Name always starts with > and ends with < so i figured this might be the way, but a did not manage to get it working right.

Thanks in advance
you may find this SO answer interesting https://stackoverflow.com/a/1732454/4046632

Use proper tools to parse HTML - e.g. BeautifulSoup. Take a look at our web-scraping tutorial - part1
I am sorry, but i just can not get it working that way.. can you please help me with it?
(Apr-23-2019, 05:14 PM)nevendary Wrote: [ -> ]I am sorry, but i just can not get it working that way..
what exactly is the problem. Post your code in python tags and full traceback in error tags.

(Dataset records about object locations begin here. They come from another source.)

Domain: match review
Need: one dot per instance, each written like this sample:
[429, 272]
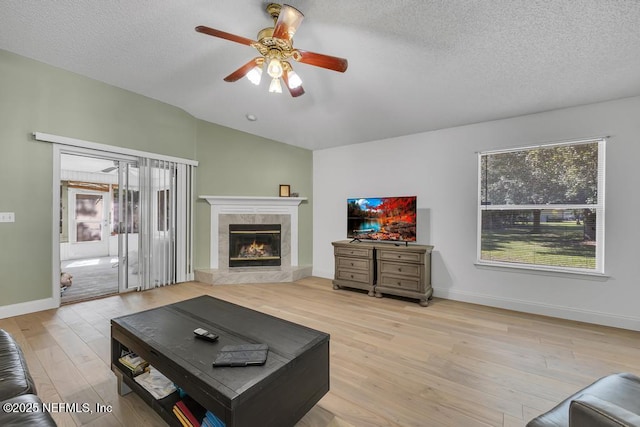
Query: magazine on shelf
[155, 383]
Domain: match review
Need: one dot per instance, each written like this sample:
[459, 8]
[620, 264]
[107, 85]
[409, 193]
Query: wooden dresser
[355, 266]
[384, 268]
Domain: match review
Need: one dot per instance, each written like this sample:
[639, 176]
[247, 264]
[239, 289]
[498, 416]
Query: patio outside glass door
[89, 223]
[127, 224]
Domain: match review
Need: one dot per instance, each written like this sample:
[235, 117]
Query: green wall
[233, 165]
[38, 97]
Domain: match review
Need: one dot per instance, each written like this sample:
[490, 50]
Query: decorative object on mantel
[285, 190]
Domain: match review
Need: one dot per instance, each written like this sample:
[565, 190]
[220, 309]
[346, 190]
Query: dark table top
[168, 330]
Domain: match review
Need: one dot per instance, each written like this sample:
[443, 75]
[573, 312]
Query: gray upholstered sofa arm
[589, 410]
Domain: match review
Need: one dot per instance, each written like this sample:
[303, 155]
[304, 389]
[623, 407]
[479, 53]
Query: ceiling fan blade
[242, 71]
[288, 22]
[223, 35]
[319, 60]
[295, 92]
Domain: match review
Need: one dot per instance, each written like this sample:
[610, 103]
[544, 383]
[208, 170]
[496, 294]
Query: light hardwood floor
[393, 363]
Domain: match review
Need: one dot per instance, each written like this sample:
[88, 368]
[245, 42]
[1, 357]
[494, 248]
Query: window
[543, 207]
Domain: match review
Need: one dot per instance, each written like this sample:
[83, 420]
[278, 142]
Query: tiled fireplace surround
[227, 210]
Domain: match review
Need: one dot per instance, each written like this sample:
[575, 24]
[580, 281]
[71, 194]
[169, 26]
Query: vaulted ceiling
[414, 65]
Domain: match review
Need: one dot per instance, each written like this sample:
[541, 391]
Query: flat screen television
[382, 218]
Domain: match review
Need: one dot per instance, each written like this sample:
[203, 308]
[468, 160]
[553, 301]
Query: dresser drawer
[355, 263]
[353, 276]
[353, 252]
[406, 283]
[400, 269]
[391, 255]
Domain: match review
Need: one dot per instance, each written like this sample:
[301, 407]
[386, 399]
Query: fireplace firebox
[253, 245]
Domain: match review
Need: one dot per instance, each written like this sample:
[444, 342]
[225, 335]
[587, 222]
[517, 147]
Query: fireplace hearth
[254, 245]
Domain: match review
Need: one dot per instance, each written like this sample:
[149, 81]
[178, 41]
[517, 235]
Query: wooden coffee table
[278, 394]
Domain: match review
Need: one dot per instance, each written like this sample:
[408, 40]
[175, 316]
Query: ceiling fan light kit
[275, 44]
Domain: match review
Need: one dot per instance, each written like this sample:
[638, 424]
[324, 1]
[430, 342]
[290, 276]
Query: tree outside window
[543, 206]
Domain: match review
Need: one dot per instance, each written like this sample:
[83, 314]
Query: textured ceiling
[414, 65]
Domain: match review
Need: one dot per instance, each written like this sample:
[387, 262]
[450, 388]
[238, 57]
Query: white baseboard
[323, 274]
[569, 313]
[27, 307]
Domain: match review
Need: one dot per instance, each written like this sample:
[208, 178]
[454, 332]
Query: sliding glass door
[127, 224]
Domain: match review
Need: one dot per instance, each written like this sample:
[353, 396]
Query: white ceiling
[414, 65]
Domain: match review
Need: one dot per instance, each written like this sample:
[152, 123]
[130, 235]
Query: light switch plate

Also note, my advise is to work with the original html source.
(Apr-23-2019, 06:23 PM)buran Wrote: [ -> ]
(Apr-23-2019, 05:14 PM)nevendary Wrote: [ -> ]I am sorry, but i just can not get it working that way..
what exactly is the problem. Post your code in python tags and full traceback in error tags. Also note, my advise is to work with the original html source.

Buran i guess we could communicate in Czech but lets keep it this way.

See there is a website, which i am trying to pull data from for Kodi addon.
So i am trying to take all movie links and their names

For example:

<a href="https://filmovitica.com/lazar-1984-domaci-film-gledaj-online/" rel="bookmark">Lazar (1984) domaći film gledaj online</a>

url=https://filmovitica.com/lazar-1984-domaci-film-gledaj-online/
name=Lazar (1984)

I already managed to get url out in variable. I am trying to get name now. I guess when i manage to get: Lazar (1984) domaći film gledaj online
i can then cut it for last few characters to get Lazar(1984) only
(Apr-23-2019, 06:56 PM)nevendary Wrote: [ -> ]Buran i guess we could communicate in Czech but lets keep it this way.
No, I don't speak czech. And you are not listening what I tell you
import requests
from bs4 import BeautifulSoup

url='https://filmovitica.com/film/domaci/'

resp = requests.get(url)
soup = BeautifulSoup(resp.text, 'html.parser') # if you have lxml you can use it as parser instead
div_items = soup.find_all('div', {'class':'item-text'})
for div in div_items:
   link = div.find('a') 
   print(link.get('href')) # this is the link
   print(link.text) # this is the movie title
if you want, you can replace domaći film gledaj online with empty string to remove it or you can use slicing for that purpose.

Also you can replace the last 5 rows with
h4_items = soup.find_all('h4', {'class':'entry_title'})
for h4 in h4_items:
   link = h4.find('a')
   print(link.get('href'))
   print(link.text)
i.e. search for h4 instead for div
Awesome, thank you very much and sorry for bothering!